Melanie Ulloa Cal State LA, Liberal Studies Major July 21, 1999

Rating: 4 stars
Summary: A comical view of everything L.A
Review: Sandra Tsing Loh's Depth Takes A Holiday is a wonderful and hilarious collection of essays about Los Angeles. This collection of essays offers us a view of L.A from an "Overeducated, underemployed" late bloomer who just happens to be drowning in student loan payments (sound familiar). Loh's essays offers a wide assortment of topics from "The Joy of Temping" to "Tonya Harding, Actress". Loh's portrayal of everything L.A in a comical view makes it difficult to stop reading. The only time this book dissapoints is when you realize your at the end. Everyone whose ever been to, or heard of L.A will find something to relate to. If you live in L.A or are coming to L.A you should read this book.

Rating: 5 stars
Summary: A Fun Peek into LA Culture!
Review: Sandra Tsing Loh's essays are a great window into one of the real cultures in LA (as opposed to the cliched LA-is-all-about-glamour perspective that so many have ground out over the years).
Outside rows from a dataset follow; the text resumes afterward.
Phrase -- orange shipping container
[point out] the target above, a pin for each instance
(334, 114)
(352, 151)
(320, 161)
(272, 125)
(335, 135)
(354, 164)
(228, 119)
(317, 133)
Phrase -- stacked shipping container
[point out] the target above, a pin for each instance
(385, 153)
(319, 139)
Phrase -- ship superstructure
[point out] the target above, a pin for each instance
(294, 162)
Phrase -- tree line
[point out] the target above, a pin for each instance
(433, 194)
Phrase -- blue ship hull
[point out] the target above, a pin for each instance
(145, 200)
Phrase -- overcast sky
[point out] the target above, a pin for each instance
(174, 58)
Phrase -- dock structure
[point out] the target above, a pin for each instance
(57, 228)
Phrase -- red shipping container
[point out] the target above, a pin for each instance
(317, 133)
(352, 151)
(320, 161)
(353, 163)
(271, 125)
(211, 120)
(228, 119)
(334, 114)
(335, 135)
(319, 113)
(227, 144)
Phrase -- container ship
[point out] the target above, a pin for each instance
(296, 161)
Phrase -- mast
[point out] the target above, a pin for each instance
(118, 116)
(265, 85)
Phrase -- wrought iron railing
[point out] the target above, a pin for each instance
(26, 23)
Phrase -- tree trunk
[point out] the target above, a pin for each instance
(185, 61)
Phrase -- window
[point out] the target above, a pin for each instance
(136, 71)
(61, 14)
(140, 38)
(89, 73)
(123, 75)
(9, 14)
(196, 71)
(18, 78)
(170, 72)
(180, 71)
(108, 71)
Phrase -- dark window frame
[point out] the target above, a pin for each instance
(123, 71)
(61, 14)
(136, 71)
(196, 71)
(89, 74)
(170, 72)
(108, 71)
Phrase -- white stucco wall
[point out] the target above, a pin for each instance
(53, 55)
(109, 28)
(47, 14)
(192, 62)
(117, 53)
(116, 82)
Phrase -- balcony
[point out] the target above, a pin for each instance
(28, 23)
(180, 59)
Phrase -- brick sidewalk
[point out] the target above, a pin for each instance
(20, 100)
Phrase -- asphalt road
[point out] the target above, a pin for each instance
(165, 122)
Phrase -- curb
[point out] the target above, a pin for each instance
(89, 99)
Her point-of-view is always fun, interresting and *FUNNY*. CHeck it out!

Rating: 4 stars
Summary: You got to read this!!!!
Review: The first impression of having, Depth Takes a Holiday, in college English class brings lots of excitement from the usual boring texts a person might read. All the essays eject comical details such as having IKEA as being a savior to the lost generation to talking dirty on the Internet. Sandra Tsing Loh is one of the hilarious and witty authors around. Her amusing insights about Los Angeles lets us see through her eyes how idiotic our life in the big city real is. After reading one of her many humorous essays, you might even want to finish it and still be begging for more!!! A word of advice to all you teachers out there, reconsider of adding this to your list of required books. It will surely keep the students happy and you can trick them in learn more about L.A. inconstant social structure.

Rating: 4 stars
Summary: This book is so funny I fell off my chair
Review: This book contains many short essays -- the majority of them are excruciatingly funny and also offer thoughtful commentary on Los Angeles life. Reading this book has helped me understand why I find L.A. simultaneously alluring and repulsive. Also the essay on how to analyze someone by the type of earrings they wear has helped me greatly in negotiating parties and social gatherings. You won't regret reading this book.

Rating: 3 stars
Summary: The *kayters* review
Review: This book is a collection of essays from Ms. Loh, a sometime NPR commentator and freelance writer. While some of them just weren't my cup of tea - for instance we don't even HAVE Ikea in Atlanta - some of them were dead funny. I thoroughly enjoyed her essay on how she accidentally had cybersex - I laughed out loud - as well as her acerbic commentary on political correctness and multiculturalism. I also enjoyed the pathetically tragic essay on the California Riviera.

I've already purchased a copy of her novel If You Lived Here, You'd Be Home By Now and plan to read it soon.